In 2009 auditors turned up at the post office where his mother was the sub-postmistress, and uncovered an alleged shortfall.
Mr Naga, from Port Glasgow, said he told his mum to tell investigators he had stolen the money to "buy some time".
They had no idea at the time that the Horizon IT system had bugs and errors that caused phantom shortfalls.
The "missing" money never appeared and the father-of-two ended up pleading guilty to theft.
He was sentenced to 300 hours of community service and the family lost their business.
Mr Naga said he caught Tuberculosis while carrying out his community service and struggled to get work in the years that followed. But he doesn't regret taking the blame.

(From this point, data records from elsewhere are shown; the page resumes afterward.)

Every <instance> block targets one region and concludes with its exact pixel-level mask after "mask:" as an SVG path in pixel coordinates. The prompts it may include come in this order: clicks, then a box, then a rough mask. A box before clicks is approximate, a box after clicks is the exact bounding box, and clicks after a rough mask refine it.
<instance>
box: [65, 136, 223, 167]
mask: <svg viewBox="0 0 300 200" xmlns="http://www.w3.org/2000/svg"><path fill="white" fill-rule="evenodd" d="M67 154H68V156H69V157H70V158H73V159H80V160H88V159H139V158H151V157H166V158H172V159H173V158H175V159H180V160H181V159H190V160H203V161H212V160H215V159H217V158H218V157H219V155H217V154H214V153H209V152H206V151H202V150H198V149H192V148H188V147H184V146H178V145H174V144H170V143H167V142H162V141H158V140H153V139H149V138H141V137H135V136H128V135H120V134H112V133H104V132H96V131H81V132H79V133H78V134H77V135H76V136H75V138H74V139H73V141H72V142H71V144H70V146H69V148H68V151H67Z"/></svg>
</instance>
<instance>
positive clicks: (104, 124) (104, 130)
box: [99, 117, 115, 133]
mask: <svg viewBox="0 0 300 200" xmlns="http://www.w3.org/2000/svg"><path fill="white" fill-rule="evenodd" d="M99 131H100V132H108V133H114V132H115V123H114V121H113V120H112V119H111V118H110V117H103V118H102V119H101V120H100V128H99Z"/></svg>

He said the family feared his mum wouldn't have survived a potential prison sentence:
Mr Naga said: "I feel if I hadn't done what I'd done 15 years ago, I wouldn't be sitting here now getting my conviction overturned.
"I'd have been sitting here now getting a letter saying that my dead mum was being exonerated, because that's the effect it would have had on the family."
On Monday he and his mother returned to their former Post Office for the first time in 15 years. It took a locksmith to get in.
The roof had collapsed and it looked like it had been ransacked. But there were still pockets of normality - greetings cards neatly stacked on shelves and some post office signs still intact.
But for his mum, Gurbash Kaur Naga, the state of their former Post Office represented the toll the Horizon scandal had taken on people: "Look around the building. I think that's how people's lives are as well.
"Where do you start clearing up your life now? It's not going to be done in a day."
Ravinder Naga did not know whether he would be included in legislation passed by the Scottish Parliament to automatically clear victims of the Horizon scandal because he was not the sub-postmaster.
In the end appeal judges quashed his conviction.
Mr Naga said he was grateful to the Scottish Criminal Cases Review Commission for examining his case but said if it was not for his solicitor Greg Cunningham he might have given up on his fight for justice.
Mr Cunningham said he believed Mr Naga was innocent as soon as they met: "I knew in the first five minutes of speaking with Ravinder Naga and his mother that their story was true and the conviction was false.
"Mr Naga’s case was unique in Scotland in as far as I am aware. His case highlights how the post office scandal did not only affect the sub-postmasters but their families too."
"Mr Naga is innocent in every sense of the word. Mr Naga vs The Post Office would be an emotional watch and a story worth telling."
Ravinder Naga will now be entitled to compensation but said he would still fight for his mother to receive what she was entitled to after losing a business built up over years.
And he remains conscious that some people died before they could be cleared: “I've not had justice yet, because not everybody’s had justice. We haven't brought anybody back to life.”
A Post Office spokesperson said: “We are truly sorry for the suffering caused by Post Office’s past actions.
"We are doing all we can to help victims get answers and to put things right, as far as that can ever be possible.”